Brad Hendricks has a family tradition of dedication to the law. His father was also an attorney in Little Rock, and a former circuit judge in Pulaski County.
Brad has worked for many years as a trial attorney almost exclusively handling medical malpractice cases. His practice focuses on representing children with cerebral palsy or other birth injuries caused by obstetric or pediatric malpractice. Several of the cases he has settled or won at trial have been reported in a number of legal publications.
In 1980, the State of Arkansas called upon Brad Hendricks to bring the prison system into compliance with legal standards. The Director of the Arkansas Department of Correction vested in him the responsibility and authority to do so. This involved numerous issues in an eleven-year lawsuit, which was successfully concluded in 1982. In 1981, Brad was named Employee of the Year by the Department of Correction in recognition of his success in reforming the state’s prisons.
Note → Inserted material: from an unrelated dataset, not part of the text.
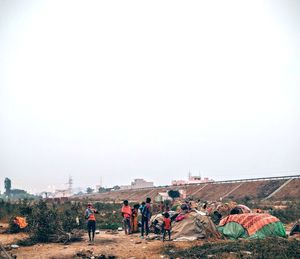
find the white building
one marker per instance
(192, 180)
(137, 184)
He investigated and corrected problems with security, brutality, racism, inmate discipline, and over one hundred medical, legal and administrative issues. Brad also served as Assistant Warden of the penitentiary at Wrightsville, AR.
Brad has served as an expert witness in the federal litigation which challenged conditions of confinement in the state prisons of Oklahoma, and in similar litigation in three separate Arkansas cases involving county jails.